In [1]:
##select folder with data in it

# pandas, numpy, ipywidgets, matplotlib, and tkinker need to be installed to run this notebook
#tkinker only needed for this first data selection cell

import tkinter as tk
from tkinter import filedialog
from IPython.display import clear_output


#use this to navigate to select data folder
def select_folder():
    root = tk.Tk()
    root.withdraw()  # Hide the main window
    folder_path = filedialog.askdirectory()
    root.destroy()  # Close the main window
    return folder_path

print("Select your folder:")
folder_path = select_folder()
clear_output()

print(f"Selected folder: {folder_path}")


Selected folder: /Users/adamhunter/Downloads/Project Documents-20230328/Data


In [2]:
##read in excel files into a df dictionary

import os
import pandas as pd

# Get the list of files in the selected folder
file_names = os.listdir(folder_path)

# Initialize an empty dictionary to store DataFrames
dfs = {}

# Read each Excel file into a DataFrame and add to the dictionary
# with the file name (without extension) as key
for file_name in file_names:
    if file_name.endswith('.xlsx'):
        # Get the full path of the file
        file_path = os.path.join(folder_path, file_name)
        
        # Extract file name without extension
        name = os.path.splitext(file_name)[0]
        
        # Read the Excel file into a DataFrame and store it in the dictionary
        dfs[name] = pd.read_excel(file_path)


In [3]:
##drop any rows that are exactly the same in all dfs

dfs['product_details'].drop_duplicates(inplace=True)
dfs['timeline_details'].drop_duplicates(inplace=True)
dfs['order_details'].drop_duplicates(inplace=True)
dfs['returns_list'].drop_duplicates(inplace=True)
dfs['customer_details'].drop_duplicates(inplace=True)

In [None]:
##join all dfs together

# Load the order details data into a pandas DataFrame
order_details_df = dfs['order_details']

# Join the other DataFrames with the order details DataFrame
for key, df in dfs.items():
    if key != 'order_details':
        common_cols = list(set(df.columns) & set(order_details_df.columns))
        
        if len(common_cols) > 0:
            common_col = common_cols[0]
            print(f"Joining '{key}' DataFrame on '{common_col}' column")
            order_details_df = pd.merge(order_details_df, df, on=common_col, how='left')
        else:
            print(f"Cannot join '{key}' DataFrame as no common column found with order_details_df")
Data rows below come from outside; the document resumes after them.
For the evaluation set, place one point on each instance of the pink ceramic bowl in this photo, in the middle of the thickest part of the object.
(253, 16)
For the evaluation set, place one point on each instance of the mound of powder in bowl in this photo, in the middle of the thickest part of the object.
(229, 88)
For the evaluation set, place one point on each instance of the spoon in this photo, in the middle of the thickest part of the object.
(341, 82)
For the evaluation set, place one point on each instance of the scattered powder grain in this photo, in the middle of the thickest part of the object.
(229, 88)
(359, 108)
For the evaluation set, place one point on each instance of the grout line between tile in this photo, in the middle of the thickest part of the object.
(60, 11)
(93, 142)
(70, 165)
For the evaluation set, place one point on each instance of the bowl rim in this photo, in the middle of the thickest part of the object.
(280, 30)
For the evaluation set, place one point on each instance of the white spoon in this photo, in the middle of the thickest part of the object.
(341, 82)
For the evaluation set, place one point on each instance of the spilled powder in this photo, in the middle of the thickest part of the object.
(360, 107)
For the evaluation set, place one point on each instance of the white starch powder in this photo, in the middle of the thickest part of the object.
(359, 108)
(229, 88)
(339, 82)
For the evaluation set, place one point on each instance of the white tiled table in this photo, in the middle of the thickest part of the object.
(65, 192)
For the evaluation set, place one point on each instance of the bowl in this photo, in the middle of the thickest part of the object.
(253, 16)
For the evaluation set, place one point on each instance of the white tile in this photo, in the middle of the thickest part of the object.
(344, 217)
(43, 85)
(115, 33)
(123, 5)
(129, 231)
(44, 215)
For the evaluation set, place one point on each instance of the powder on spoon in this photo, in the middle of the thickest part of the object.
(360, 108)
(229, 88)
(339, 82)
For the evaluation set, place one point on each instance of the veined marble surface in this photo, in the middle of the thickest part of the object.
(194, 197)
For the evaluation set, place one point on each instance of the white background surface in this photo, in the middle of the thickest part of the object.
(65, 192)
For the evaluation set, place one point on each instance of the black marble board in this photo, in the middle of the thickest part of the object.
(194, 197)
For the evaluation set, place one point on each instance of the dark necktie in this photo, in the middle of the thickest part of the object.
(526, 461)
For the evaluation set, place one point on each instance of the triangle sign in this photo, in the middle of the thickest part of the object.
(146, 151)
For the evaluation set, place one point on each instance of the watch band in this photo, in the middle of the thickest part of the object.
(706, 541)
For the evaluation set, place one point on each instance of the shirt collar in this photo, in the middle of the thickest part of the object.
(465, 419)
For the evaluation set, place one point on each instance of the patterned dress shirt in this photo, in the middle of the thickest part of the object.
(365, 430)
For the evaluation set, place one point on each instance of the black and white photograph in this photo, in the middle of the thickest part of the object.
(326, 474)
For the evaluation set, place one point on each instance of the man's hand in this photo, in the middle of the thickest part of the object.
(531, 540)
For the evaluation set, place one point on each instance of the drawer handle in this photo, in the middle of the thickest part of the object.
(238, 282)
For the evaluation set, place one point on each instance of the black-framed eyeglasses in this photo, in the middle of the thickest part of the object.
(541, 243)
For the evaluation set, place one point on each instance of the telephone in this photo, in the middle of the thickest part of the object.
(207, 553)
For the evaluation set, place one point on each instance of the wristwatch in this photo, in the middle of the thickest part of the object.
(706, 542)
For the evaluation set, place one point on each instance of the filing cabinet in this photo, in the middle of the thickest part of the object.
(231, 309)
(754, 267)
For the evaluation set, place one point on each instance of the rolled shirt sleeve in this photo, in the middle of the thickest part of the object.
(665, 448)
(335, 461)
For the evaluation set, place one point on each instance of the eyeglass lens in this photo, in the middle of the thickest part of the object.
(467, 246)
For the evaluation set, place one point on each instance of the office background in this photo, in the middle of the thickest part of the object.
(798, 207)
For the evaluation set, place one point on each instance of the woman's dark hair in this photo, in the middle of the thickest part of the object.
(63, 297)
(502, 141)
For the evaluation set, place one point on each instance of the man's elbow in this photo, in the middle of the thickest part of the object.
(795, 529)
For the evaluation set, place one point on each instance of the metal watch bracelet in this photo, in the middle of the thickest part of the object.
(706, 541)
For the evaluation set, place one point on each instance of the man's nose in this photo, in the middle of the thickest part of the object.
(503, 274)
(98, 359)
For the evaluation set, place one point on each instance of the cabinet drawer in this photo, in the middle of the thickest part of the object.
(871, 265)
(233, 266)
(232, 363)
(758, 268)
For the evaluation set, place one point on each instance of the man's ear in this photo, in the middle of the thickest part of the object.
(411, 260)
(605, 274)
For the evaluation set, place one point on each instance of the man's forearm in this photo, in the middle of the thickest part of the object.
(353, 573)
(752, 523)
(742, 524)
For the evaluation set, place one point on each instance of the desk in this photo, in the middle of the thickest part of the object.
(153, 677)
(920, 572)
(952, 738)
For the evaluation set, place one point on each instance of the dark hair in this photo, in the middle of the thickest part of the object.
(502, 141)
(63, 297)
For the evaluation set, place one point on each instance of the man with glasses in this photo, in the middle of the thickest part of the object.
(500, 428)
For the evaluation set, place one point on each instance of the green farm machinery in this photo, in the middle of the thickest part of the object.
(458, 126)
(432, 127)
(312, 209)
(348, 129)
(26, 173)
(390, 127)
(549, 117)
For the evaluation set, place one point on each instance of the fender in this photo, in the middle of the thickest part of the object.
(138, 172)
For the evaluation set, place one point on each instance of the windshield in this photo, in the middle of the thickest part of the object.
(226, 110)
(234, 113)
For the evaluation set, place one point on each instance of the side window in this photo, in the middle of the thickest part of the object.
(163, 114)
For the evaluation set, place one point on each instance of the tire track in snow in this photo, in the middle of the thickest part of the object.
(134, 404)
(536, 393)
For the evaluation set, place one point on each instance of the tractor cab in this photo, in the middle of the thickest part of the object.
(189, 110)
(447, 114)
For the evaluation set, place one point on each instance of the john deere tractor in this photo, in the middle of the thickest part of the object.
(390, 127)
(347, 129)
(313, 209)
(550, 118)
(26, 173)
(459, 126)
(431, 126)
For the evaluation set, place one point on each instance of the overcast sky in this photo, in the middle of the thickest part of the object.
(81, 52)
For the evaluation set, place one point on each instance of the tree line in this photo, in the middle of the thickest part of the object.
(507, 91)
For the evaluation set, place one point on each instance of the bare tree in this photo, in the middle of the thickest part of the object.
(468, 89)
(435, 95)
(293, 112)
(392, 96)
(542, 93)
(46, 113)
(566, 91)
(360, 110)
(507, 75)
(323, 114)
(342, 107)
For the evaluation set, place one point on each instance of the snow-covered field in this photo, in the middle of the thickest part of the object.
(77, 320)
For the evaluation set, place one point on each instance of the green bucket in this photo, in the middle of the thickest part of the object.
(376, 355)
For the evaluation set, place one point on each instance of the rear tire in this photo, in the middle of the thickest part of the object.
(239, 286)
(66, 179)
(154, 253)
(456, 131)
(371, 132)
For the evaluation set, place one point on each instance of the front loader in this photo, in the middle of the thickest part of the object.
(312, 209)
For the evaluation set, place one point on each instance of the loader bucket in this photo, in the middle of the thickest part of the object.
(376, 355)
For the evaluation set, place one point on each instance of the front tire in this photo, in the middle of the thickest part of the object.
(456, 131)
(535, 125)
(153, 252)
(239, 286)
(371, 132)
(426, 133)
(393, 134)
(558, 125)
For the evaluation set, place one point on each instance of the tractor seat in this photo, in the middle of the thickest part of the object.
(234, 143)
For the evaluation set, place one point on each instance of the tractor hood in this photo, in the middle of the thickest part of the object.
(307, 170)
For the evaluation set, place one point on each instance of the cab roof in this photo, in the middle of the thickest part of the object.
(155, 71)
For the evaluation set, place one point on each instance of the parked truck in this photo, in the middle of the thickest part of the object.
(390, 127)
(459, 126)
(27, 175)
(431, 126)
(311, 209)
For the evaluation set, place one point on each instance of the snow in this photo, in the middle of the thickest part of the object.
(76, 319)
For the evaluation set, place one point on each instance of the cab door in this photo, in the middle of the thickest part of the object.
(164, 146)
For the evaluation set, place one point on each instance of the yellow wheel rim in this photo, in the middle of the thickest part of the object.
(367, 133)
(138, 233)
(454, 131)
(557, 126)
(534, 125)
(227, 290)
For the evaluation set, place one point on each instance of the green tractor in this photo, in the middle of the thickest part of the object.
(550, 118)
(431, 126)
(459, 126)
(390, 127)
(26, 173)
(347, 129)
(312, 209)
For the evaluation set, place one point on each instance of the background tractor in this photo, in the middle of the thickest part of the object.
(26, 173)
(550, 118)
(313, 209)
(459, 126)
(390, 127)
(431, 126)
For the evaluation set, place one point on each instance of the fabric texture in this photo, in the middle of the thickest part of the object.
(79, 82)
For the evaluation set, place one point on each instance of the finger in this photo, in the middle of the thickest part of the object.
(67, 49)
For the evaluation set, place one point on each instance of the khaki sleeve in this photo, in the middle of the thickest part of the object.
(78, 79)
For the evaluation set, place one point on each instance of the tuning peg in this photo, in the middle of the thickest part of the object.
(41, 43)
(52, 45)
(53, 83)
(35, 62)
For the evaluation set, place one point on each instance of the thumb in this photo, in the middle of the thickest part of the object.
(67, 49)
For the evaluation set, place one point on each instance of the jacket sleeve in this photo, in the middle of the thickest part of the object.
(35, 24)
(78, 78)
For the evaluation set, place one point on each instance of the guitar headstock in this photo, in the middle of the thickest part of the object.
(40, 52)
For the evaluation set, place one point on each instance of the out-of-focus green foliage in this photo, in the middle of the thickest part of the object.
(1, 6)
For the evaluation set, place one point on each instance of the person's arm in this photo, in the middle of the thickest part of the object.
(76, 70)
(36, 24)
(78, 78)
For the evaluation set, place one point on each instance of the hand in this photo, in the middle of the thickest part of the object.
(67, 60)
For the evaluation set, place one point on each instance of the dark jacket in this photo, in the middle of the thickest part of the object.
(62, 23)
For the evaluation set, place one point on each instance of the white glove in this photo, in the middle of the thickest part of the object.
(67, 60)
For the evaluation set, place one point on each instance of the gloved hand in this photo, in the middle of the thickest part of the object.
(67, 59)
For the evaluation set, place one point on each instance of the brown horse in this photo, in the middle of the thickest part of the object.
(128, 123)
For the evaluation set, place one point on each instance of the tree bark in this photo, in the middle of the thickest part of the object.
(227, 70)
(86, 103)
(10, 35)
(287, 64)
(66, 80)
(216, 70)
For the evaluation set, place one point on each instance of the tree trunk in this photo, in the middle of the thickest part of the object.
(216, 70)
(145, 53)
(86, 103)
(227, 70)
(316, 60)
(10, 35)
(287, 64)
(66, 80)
# Set the maximum number of columns to display to None
pd.set_option('display.max_columns', None)

# Drop duplicate data resulting from product and timeline joins
order_details_df = order_details_df.drop_duplicates(subset=['Row ID'])

# Display the final DataFrame
order_details_df


In [None]:
##create dashboard

# Import required libraries
import pandas as pd
import numpy as np
from datetime import datetime
from IPython.display import display
import ipywidgets as widgets
import matplotlib.pyplot as plt
from IPython.display import clear_output
import matplotlib.ticker as mticker
import matplotlib.dates as mdates
from ipywidgets import Output


%matplotlib widget
%matplotlib inline

# Load DataFrame
data = order_details_df

df = pd.DataFrame(data)
df['Order Date'] = pd.to_datetime(df['Order Date'])
df['delivery_datetime'] = pd.to_datetime(df['delivery_datetime'])
df['package_datetime'] = pd.to_datetime(df['package_datetime'])

# Create widgets
region_dropdown = widgets.Dropdown(
    options=['All'] + list(df['Region'].unique()),
    value='All',
    description='Region:',
)

start_date_picker = widgets.DatePicker(
    description='Start Date:',
    value=datetime.strptime('2021-01-01', '%Y-%m-%d')
)

end_date_picker = widgets.DatePicker(
    description='End Date:',
    value=datetime.strptime('2022-01-01', '%Y-%m-%d')
)

# Filter DataFrame based on widget values
def filter_data(region, start_date, end_date):
    filtered_df = df.copy()

    if region != 'All':
        filtered_df = filtered_df[filtered_df['Region'] == region]

    # Convert date values to datetime64[ns] type
    start_date = pd.Timestamp(start_date)
    end_date = pd.Timestamp(end_date)

    filtered_df = filtered_df[(filtered_df['Order Date'] >= start_date) & (filtered_df['Order Date'] <= end_date)]
    
    return filtered_df


def calculate_metrics(filtered_df):
    # Drop rows with missing values in relevant columns
    filtered_df = filtered_df.dropna(subset=['delivery_datetime', 'order_datetime', 'package_datetime'])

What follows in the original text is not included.